Captives Frankreich 2023 – 110min.
Filmkritik
Der Ball der Verrückten
Arnaud des Pallières kehrt mit «Captives» zur Filmkunst zurück, einem Frauenwerk in der Welt der Psychiatrie des späten 19. Jahrhunderts.
1894. Fanni (Mélanie Thierry) simuliert Wahnsinn, um sich in der psychiatrischen Klinik Salpêtrière einsperren zu lassen. Dort möchte sie nach ihrer Mutter suchen, zu der sie schon vor Jahren die Spur verloren hat. Beaufsichtigt wird sie von der gnadenlosen Wärterin La Douane (Marina Foïs), die unter dem Kommando der strengen Klinikchefin (Josiane Balasko) steht. So lernt Fanni diese besondere Gemeinschaft kennen, in der psychiatrische Fälle neben Frauen existieren, die lediglich eingesperrt werden, um sie von der Gesellschaft zu isolieren. Während der letzte grosse Ball der Salpêtrière vorbereitet wird, wühlt Fanni in der dunklen Vergangenheit der Einrichtung.
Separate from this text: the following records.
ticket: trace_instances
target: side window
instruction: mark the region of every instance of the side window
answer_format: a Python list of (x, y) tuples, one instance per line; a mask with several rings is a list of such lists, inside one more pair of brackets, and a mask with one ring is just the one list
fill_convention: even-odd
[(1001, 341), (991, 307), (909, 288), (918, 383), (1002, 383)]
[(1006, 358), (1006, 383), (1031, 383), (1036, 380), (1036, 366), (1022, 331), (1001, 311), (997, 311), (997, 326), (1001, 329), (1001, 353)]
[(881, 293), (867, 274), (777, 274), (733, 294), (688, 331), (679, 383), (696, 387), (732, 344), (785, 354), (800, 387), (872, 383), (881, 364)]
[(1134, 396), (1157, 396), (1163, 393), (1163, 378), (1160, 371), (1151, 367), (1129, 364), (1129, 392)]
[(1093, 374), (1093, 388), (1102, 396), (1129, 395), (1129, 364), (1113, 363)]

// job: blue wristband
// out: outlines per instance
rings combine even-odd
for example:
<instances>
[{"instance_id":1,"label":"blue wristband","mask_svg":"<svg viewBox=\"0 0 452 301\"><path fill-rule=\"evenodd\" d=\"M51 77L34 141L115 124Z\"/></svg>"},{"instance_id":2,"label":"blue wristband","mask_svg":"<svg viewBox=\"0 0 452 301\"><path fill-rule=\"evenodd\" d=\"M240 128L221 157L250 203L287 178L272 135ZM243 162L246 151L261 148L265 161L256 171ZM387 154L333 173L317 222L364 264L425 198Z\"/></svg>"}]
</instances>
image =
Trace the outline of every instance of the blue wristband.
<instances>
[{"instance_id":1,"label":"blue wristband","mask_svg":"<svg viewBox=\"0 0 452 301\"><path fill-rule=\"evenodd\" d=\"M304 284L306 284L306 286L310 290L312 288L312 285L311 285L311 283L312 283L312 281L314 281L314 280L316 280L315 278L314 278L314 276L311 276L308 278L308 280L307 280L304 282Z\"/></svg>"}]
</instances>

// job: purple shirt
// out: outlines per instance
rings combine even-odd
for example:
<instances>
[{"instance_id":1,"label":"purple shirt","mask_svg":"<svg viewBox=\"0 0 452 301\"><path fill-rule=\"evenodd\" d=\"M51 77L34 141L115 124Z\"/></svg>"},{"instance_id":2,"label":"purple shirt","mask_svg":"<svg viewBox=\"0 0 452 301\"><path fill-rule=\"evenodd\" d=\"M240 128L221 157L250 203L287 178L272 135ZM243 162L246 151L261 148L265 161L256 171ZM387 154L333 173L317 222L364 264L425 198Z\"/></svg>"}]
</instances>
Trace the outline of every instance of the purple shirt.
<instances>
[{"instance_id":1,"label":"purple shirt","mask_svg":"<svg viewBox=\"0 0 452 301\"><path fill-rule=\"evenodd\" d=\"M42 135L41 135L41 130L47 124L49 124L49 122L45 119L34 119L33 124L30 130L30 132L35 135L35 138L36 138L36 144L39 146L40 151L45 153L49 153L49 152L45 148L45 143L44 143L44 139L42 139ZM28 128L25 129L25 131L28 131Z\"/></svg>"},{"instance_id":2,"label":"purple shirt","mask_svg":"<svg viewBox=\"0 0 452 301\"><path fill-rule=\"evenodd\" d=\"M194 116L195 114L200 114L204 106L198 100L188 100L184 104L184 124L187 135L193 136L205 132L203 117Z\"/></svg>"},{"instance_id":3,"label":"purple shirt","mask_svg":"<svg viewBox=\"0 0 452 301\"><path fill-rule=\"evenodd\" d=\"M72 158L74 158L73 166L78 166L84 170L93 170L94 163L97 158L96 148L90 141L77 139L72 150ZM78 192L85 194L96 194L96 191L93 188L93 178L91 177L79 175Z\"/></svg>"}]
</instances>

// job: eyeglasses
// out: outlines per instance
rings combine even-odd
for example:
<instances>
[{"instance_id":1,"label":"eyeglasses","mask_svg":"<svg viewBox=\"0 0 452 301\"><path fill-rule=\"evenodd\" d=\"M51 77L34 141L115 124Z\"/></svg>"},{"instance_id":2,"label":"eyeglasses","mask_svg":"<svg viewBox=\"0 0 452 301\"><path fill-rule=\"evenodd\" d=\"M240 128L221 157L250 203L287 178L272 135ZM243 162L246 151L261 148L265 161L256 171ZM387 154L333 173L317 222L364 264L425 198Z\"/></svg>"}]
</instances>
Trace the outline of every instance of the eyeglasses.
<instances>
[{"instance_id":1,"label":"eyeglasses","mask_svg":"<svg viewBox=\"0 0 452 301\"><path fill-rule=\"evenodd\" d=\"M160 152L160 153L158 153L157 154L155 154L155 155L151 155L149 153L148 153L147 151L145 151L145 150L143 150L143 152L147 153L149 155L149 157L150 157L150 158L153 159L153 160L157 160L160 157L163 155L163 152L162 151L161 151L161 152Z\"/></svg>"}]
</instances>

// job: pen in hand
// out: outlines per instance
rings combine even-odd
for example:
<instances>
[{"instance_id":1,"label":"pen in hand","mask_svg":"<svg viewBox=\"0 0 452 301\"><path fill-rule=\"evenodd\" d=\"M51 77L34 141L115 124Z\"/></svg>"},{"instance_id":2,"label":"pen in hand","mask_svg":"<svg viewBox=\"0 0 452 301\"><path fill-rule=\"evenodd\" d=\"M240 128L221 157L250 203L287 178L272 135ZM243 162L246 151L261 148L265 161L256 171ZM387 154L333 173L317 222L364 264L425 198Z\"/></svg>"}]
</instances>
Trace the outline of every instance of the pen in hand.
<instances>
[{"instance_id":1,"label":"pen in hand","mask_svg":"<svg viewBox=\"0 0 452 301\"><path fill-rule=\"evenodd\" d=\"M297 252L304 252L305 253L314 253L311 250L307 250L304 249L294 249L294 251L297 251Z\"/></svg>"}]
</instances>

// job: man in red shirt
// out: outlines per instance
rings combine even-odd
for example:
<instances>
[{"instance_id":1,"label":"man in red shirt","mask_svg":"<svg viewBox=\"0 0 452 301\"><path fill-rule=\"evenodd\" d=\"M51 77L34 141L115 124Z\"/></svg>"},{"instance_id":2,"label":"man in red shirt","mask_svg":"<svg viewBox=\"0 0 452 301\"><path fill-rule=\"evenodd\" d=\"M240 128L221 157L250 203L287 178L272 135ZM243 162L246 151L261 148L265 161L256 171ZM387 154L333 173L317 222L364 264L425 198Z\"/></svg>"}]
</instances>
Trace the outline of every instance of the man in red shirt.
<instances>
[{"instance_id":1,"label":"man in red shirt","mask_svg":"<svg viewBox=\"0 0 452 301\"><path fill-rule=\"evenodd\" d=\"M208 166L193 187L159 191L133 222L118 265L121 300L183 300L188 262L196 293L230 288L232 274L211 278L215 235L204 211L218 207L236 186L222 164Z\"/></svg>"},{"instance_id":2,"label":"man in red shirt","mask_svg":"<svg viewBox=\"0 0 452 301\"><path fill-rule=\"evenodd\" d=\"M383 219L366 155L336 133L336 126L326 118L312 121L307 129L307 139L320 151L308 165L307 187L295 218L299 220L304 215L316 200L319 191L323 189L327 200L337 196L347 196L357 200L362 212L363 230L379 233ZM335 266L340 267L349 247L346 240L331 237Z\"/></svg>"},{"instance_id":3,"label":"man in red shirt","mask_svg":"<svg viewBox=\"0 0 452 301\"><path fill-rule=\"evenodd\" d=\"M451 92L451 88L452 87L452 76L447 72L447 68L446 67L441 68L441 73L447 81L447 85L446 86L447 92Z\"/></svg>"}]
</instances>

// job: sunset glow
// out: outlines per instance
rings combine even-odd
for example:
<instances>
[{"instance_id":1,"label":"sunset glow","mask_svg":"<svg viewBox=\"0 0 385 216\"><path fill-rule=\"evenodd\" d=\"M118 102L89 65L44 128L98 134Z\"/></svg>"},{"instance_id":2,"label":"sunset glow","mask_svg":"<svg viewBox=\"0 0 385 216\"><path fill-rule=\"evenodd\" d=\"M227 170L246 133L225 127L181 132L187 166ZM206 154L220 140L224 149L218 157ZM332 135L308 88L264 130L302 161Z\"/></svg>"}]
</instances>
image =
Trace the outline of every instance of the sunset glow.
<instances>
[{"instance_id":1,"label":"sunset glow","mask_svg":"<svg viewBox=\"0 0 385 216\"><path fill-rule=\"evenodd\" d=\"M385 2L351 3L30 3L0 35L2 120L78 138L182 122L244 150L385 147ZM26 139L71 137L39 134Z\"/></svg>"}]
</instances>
Die Geschichte dieser berüchtigten Veranstaltung, bei der Dr. Charcot seine "Bestien" der Pariser Gesellschaft zur Schau stellte, wurde bereits mehrfach filmisch aufgearbeitet, darunter auch in dem kürzlich erschienenen Film «Le Bal des Folles» von Mélanie Laurent. Arnaud de Pallières wählt in seinem Film den Blickwinkel seiner durchaus geistig gesunden Hauptdarstellerin, die er in die schaurige und ausschliesslich weibliche Welt einer psychiatrischen Klinik katapultiert.
Dabei besteht das erste Problem von «Captives» im völligen Verzicht auf Räumlichkeit: Die auf Mélanie Thierrys Perspektive fixierte Kamera in der nahezu konstanten Modalität der Grossaufnahme, lässt ihre Umgebung nie lebendig werden und nimmt den Zuschauer:innen jede Vorstellung von der physischen Realität der verschiedenen Protagonisten. Fanni ist zweifellos in diesem Krankenhaus verloren, aber das Publikum ist es umso mehr, was nicht dazu beiträgt, dass die Zuschauer:innen in die Geschichte eintauchen.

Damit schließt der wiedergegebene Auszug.